SparksofAGI / MHPP

https://sparksofagi.github.io/MHPP/
26 stars 0 forks source link

🤗 [REQUEST] - OpenAI new O1 models (O1-preview and O1-mini) #5

Open Belzedar94 opened 2 months ago

Belzedar94 commented 2 months ago

Model introduction

New models by OpenAI with improved reasonimg capabilities.

Model URL (Optional)

No response

Additional information (Optional)

No response

Decontamination

No info

Author

No

Data

No

Security

Integrity

1e0ndavid commented 3 weeks ago

Thank you so much for your patience, and I apologize for the delayed response. We’ve been working hard to enhance our dataset, and the full evaluation set now includes 210 problems to reduce variance.

The results for this comprehensive version have been updated on our leaderboard.
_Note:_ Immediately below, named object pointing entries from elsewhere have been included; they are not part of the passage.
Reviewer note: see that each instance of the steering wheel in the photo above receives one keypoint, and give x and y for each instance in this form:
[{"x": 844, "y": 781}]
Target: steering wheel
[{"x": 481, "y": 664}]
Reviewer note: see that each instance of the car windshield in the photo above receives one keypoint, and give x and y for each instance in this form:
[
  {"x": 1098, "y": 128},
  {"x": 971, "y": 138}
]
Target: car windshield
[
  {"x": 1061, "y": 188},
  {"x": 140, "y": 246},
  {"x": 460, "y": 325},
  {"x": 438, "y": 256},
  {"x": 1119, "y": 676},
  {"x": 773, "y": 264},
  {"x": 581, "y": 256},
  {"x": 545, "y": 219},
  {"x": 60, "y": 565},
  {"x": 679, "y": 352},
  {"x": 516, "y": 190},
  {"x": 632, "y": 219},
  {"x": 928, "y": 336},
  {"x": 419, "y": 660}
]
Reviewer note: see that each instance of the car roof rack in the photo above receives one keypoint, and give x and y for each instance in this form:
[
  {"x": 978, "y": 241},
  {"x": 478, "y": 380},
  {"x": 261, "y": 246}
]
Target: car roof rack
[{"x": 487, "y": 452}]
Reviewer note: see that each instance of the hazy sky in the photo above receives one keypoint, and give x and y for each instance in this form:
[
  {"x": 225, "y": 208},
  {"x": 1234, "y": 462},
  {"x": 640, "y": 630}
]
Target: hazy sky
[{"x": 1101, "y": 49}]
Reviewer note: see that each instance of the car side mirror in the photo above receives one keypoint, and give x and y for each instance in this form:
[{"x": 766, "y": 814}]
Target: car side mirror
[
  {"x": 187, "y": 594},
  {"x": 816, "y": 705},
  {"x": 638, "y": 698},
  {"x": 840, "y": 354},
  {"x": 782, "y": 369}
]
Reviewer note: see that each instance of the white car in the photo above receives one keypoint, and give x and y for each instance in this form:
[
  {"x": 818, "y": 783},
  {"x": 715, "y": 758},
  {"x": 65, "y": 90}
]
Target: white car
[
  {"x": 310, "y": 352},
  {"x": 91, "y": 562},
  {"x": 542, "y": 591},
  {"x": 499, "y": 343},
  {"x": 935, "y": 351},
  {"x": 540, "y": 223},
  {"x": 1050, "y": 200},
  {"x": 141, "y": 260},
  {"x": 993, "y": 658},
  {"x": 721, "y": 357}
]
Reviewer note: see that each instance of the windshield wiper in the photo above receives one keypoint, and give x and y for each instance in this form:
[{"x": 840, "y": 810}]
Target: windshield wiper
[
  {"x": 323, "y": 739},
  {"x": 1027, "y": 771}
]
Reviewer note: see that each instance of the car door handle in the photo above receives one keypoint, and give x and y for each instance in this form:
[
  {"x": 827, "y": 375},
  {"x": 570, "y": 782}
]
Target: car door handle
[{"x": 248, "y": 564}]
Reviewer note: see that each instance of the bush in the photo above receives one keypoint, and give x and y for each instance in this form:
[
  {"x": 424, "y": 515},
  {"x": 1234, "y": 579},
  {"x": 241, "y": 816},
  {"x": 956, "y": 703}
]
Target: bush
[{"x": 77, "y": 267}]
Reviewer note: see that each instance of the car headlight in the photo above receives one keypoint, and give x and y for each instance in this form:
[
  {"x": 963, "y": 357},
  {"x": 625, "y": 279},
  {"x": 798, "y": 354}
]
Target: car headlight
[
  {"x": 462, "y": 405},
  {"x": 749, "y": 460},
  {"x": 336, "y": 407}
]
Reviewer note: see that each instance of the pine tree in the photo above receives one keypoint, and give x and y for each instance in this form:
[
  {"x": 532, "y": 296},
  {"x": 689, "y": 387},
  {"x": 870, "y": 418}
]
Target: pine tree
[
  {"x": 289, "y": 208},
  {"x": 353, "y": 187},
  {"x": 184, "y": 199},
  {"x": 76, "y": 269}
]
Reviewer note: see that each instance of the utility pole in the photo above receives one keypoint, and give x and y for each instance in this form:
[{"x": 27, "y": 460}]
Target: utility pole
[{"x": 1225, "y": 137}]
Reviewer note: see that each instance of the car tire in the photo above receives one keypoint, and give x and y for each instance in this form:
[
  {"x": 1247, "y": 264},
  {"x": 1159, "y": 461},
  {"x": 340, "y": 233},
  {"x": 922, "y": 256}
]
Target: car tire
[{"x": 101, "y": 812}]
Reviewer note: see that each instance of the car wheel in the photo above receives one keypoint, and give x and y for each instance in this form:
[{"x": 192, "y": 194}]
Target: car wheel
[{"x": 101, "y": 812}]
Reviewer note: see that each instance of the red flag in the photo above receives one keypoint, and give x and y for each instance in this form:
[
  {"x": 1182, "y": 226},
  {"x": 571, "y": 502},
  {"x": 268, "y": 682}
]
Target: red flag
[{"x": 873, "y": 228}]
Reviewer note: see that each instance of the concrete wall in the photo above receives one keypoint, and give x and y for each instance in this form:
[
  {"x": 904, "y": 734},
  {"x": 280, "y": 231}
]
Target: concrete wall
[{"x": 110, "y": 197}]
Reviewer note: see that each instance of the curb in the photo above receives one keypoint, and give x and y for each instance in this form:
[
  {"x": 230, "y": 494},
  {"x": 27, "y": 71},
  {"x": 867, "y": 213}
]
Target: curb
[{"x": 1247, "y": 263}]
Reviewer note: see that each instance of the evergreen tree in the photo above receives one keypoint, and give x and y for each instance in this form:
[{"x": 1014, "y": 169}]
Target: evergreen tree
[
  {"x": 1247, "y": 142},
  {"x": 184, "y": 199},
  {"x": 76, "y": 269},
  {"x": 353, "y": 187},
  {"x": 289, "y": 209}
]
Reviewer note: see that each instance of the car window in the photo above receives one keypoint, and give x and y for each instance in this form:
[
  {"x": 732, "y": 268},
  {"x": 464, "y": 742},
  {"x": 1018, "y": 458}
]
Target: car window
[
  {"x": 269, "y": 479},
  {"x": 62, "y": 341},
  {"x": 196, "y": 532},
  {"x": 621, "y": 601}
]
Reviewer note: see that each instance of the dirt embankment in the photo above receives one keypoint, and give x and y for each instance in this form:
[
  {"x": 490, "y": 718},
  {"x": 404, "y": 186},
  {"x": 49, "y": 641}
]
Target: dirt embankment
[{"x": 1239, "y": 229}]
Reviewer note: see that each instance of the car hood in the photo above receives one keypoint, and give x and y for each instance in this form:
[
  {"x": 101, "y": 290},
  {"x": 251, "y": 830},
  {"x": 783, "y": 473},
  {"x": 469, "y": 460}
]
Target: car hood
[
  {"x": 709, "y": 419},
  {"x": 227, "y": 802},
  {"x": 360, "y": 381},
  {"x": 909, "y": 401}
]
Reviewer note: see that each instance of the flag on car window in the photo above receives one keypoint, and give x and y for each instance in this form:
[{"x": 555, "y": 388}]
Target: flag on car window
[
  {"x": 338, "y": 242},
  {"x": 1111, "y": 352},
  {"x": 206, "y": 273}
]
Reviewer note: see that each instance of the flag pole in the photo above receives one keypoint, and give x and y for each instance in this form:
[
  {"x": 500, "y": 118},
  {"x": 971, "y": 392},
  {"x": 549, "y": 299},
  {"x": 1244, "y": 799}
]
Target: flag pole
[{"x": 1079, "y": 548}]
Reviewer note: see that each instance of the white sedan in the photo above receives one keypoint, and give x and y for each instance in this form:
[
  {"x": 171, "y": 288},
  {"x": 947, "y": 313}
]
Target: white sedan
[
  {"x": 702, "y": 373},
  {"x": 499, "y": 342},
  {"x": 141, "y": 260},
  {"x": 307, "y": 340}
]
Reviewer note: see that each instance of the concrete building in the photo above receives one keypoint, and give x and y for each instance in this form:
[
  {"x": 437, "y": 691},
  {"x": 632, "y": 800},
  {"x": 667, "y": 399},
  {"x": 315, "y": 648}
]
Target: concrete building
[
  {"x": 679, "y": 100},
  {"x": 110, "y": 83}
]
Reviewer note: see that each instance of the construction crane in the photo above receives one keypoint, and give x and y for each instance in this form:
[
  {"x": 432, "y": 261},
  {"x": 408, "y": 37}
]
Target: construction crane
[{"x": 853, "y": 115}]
You can find the pass@1 scores for o1-preview and o1-mini using a greedy decoding strategy, which are 68.1% and 66.1%, respectively.

Thank you again for bearing with us!

Belzedar94 commented 3 weeks ago

Awesome results and awesome work guys!! Would love to see the performance of the new Sonnet and Haiku 3.5 models if that's possible.

Thanks a lot and keep rocking 🦾

Cartus commented 2 weeks ago

We recently updated the results for the Claude 3.5 Sonnet and Haiku 1022 models. Due to budget constraints, we are unable to conduct pass@N experiments. The pass@1 scores for the 3.5 Sonnet 1022 and Haiku 1022 models are 48.1% and 40.5%, respectively.

While these scores are slightly below those of GPT-4o (51.4%) and GPT-4o mini (42.4%), Claude remains the best coding model available, aside from those from OpenAI.